Chances are higher than an employee in Indiana has either experienced or witnessed discrimination based on gender, race, age or LGBTQ+ identity in the workplace than not. Even though a 2019 Glassdoor survey found that 75% of people reported a diverse workplace, more than half had also seen or been the victim of discrimination.
Younger people were more likely than those 55 and over to have seen or experienced this type of discrimination. Men were more likely to see LGBTQ+ discrimination and age discrimination. Germany, France and the United Kingdom all ranked ahead of the United States in having less workplace discrimination based on gender, race, age and LGBTQ+ identity.

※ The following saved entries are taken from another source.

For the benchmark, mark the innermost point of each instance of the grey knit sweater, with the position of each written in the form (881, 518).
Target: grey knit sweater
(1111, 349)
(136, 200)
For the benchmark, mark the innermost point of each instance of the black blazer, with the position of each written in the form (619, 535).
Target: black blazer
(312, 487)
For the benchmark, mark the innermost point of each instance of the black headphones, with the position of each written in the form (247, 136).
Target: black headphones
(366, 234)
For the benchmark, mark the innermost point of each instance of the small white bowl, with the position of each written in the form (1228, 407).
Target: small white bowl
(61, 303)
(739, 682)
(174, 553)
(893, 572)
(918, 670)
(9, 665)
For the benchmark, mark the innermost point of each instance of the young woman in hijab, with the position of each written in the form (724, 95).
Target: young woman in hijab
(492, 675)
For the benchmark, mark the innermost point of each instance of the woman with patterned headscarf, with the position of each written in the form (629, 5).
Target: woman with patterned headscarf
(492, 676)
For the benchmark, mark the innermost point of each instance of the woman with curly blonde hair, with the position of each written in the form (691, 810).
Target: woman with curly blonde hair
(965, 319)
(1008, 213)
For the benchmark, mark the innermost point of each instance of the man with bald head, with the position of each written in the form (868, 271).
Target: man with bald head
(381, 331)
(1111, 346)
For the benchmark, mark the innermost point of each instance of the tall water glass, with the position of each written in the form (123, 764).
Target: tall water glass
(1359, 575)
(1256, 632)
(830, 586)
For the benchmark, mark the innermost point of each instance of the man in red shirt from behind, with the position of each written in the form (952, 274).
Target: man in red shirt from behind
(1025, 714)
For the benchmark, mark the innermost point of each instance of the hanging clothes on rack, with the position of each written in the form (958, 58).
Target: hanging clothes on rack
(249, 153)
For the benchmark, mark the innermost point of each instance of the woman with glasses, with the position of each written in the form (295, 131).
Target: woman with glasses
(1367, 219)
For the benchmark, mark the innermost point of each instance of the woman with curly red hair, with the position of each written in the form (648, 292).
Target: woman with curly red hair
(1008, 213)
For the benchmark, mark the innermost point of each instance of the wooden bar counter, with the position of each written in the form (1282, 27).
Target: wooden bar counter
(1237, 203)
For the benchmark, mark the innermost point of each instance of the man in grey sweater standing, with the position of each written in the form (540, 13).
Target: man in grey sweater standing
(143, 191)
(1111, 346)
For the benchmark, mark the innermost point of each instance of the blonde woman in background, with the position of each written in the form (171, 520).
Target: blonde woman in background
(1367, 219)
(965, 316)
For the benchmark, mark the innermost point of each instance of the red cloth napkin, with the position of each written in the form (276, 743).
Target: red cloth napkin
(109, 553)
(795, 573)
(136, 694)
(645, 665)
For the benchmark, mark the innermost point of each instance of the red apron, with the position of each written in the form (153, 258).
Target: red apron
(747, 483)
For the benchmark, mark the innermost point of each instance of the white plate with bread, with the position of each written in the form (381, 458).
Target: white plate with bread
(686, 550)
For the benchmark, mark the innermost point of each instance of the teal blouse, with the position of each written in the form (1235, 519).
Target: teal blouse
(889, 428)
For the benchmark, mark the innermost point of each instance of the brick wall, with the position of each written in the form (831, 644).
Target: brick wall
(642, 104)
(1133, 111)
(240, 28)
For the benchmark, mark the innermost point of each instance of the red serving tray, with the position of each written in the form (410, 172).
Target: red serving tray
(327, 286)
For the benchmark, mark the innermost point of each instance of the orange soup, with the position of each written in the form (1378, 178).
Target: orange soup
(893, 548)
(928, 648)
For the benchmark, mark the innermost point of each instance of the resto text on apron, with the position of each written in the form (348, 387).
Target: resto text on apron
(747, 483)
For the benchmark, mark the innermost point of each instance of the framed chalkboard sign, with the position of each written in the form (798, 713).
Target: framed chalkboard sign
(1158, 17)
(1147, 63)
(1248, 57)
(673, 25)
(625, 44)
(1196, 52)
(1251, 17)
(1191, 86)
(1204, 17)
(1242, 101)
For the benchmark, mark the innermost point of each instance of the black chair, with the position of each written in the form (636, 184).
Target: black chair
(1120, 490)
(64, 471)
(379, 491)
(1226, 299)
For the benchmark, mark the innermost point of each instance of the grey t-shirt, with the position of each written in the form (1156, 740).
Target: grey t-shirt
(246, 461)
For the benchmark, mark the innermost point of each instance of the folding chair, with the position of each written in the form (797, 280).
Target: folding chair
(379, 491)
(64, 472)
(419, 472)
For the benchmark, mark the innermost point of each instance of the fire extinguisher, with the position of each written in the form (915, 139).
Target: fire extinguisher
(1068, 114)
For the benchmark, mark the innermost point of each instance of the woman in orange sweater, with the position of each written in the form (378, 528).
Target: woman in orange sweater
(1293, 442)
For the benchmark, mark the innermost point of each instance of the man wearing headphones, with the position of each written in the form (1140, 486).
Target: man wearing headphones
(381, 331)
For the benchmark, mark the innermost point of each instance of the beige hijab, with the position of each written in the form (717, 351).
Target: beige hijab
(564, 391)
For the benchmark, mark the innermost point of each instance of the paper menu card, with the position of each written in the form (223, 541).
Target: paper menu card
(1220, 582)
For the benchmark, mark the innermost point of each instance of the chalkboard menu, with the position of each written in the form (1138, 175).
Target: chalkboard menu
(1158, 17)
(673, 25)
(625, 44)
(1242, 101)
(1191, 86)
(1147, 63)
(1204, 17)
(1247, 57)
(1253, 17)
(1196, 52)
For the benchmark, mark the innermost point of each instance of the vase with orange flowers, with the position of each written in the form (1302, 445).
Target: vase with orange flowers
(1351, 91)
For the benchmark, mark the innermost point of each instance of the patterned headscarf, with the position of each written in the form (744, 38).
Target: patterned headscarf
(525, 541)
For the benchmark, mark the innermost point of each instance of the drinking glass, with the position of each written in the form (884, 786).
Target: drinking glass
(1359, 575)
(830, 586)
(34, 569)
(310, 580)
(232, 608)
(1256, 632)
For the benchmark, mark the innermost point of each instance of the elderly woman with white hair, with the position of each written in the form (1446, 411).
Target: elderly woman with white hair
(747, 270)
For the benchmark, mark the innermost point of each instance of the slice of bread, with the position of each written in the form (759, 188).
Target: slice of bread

Ageism was the type of discrimination most commonly reported at 45%. It was closely followed by discrimination based on race or age reported by 42%. LGBTQ discrimination was reported by 33%.
The survey also found that for roles related to inclusion and diversity, job openings had gone up 30% since 2018. These included both middle management positions as well as those at the highest levels. A Glassdoor senior economist said they tend to be filled by people from talent recruitment and human resources whose strong feelings about diversity and inclusion have caused them to shift their focus.
People are also protected against workplace discrimination based on a number of other factors, including national origin, disability and pregnancy as well as from retaliation based on reporting any of these issues. Individuals who believe they are facing discrimination at work based on these protected characteristics may want to contact an attorney. While an attorney may advise the client to first pursue the complaint through workplace channels, an attorney can help ensure that employees understand their rights.